GCSE results undergo a “sudden jump” in schools in the year before they become sponsored academies, research has shown.
But the boost in grades is generally short-lived as the schools’ improved performance lasts no longer than three years, when results are compared with a control group of academies.
The study, released by the Education Policy Institute, has been published to coincide with today’s evidence session for the Commons education select committee’s inquiry into multi-academy trusts.
An analysis of the performance of sponsored academies established after 2010 reveals a marked increase in GCSE results among schools in the year immediately before they are sponsored. But the study shows that the improvement “tapers” back to zero in the fourth year after becoming an academy.

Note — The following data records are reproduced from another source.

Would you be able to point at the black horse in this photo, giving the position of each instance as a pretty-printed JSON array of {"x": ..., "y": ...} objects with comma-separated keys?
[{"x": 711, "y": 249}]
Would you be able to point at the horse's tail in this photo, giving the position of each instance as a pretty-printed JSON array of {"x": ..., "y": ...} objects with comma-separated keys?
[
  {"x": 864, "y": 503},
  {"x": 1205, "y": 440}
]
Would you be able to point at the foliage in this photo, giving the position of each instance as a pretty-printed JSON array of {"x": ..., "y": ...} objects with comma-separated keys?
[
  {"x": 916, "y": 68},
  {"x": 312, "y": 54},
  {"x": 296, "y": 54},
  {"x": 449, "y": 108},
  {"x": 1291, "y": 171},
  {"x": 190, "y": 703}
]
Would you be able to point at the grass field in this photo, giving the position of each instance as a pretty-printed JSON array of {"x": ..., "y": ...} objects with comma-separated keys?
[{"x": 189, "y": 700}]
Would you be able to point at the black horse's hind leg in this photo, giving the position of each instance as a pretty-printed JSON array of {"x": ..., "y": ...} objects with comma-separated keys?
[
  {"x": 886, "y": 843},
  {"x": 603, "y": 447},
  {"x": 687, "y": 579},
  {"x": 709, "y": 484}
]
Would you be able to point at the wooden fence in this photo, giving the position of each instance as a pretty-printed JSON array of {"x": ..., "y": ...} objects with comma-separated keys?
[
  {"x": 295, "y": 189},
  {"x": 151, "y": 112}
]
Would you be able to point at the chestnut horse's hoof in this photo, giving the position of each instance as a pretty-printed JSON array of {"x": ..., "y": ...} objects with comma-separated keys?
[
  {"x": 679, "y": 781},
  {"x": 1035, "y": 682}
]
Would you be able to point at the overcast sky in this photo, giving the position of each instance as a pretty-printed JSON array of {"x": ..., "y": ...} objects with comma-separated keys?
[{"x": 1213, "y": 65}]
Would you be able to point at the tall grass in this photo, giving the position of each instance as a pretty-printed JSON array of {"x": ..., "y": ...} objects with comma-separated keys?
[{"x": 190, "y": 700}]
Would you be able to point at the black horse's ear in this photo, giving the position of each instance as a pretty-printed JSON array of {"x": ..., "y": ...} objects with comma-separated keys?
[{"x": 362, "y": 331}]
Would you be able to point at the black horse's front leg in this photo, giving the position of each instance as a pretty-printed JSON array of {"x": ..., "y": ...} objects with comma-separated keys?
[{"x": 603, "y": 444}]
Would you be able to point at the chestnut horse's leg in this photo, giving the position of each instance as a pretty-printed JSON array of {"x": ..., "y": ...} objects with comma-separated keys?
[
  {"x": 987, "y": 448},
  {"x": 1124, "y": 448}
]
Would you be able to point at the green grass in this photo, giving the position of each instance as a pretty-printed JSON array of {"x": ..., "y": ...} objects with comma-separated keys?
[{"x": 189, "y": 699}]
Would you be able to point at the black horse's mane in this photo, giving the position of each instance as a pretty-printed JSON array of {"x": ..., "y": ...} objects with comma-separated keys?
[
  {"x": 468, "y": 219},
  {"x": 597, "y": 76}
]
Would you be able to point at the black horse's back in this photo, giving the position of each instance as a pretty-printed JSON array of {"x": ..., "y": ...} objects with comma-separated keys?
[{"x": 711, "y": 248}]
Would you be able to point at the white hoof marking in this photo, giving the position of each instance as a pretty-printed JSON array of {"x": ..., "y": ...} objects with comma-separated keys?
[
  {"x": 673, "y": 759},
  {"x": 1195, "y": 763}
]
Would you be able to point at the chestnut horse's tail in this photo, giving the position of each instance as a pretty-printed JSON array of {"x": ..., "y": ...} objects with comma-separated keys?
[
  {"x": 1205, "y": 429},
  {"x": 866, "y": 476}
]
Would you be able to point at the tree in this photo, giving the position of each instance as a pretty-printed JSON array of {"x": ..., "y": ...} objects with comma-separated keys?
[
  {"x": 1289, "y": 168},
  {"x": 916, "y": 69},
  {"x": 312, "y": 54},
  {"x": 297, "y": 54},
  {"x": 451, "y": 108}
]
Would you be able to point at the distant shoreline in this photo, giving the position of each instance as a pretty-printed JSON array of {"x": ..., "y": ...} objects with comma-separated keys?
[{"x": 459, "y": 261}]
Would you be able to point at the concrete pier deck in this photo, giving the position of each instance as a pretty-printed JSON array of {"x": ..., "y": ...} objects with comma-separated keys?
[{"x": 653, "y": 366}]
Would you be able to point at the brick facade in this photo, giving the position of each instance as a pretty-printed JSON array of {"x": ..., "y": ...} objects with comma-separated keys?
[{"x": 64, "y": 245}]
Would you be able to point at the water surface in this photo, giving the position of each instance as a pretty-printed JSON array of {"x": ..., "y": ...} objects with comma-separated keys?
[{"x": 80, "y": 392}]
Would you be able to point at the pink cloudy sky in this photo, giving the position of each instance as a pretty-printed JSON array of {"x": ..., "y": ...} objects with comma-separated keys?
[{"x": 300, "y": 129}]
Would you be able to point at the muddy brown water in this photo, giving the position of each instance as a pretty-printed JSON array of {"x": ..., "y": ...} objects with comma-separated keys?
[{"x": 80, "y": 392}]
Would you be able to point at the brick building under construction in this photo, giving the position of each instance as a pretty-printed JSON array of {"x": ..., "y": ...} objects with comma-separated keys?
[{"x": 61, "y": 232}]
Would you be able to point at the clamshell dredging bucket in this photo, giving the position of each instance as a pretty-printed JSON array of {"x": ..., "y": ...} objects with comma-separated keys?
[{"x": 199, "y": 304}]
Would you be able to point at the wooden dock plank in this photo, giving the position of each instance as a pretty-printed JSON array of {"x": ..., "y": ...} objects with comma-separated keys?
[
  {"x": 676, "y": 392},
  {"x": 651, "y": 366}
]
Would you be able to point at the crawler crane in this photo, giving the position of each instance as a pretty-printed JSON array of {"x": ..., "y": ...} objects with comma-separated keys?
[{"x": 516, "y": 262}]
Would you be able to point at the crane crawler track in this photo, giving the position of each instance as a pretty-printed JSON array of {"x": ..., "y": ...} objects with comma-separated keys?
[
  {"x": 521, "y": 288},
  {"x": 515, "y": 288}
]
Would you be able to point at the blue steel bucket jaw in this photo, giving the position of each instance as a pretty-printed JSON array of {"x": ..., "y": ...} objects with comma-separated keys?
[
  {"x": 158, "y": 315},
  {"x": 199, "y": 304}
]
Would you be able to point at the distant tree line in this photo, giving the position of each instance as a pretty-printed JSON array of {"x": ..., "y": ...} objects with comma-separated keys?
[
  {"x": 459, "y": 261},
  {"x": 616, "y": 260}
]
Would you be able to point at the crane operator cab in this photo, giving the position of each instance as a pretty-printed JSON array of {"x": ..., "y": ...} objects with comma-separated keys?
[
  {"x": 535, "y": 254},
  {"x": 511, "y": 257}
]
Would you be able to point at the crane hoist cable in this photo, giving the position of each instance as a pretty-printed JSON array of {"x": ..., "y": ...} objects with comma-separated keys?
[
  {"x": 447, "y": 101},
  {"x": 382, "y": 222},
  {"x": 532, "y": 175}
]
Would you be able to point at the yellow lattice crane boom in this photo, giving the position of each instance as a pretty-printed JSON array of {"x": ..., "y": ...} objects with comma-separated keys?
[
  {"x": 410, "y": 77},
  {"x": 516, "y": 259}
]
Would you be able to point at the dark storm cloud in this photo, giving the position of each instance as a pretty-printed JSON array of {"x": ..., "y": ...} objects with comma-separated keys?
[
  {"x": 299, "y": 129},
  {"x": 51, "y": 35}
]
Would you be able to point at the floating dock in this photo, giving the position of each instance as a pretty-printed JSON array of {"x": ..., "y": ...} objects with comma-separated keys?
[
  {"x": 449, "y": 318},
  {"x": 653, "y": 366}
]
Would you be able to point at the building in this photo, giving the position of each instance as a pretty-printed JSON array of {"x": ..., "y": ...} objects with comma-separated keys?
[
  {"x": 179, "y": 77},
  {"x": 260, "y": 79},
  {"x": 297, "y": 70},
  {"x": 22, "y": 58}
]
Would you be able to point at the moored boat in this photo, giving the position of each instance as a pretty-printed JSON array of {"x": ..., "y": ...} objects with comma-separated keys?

Researchers at the London School of Economics said the “sudden improvement” could be due to the “incentives generated by the academisation policy”.
“This could be driven by school leaders wanting to avoid becoming an academy by demonstrating improved results or perhaps wanting to become attractive to a successful chain,” the research states.
“Another explanation is that some of these schools, after years of poor performance, have taken action to raise standards under pressure from Ofsted and other bodies. This could include the appointment of a new headteacher or new teaching policies, for example.”
Improvement 'tapers off'
The research shows that schools earmarked for sponsorship from 2010 onwards saw an improvement equivalent to 1.2 GCSE grades in one subject in the year before converting.
According to the analysis, the academies’ exam results improve again in the year just after sponsorship, going up 1.7 GCSE grades or higher in one subject.
After the fourth year, however, the results “taper” back to zero, with the schools faring no better than a control group of sponsored academies that opened after 2014.
Researchers said it was unclear why the improvement, compared against other academies, was not sustained.
“It is difficult to discern how much of this ‘fall’ is due to a real decline in improvement or how much of it is a result of the control group improving its own results in the year before it becomes an academy,” the study says.
A Department for Education spokesperson said: “Our reforms, which have academies at their heart, are raising standards for children across the country, with over 1.4 million more pupils in good or outstanding schools than in 2010.
“Converter academies continue to perform above the average for state-funded schools, while sponsored academies are typically schools that were previously poorly performing, but have been improving on average.”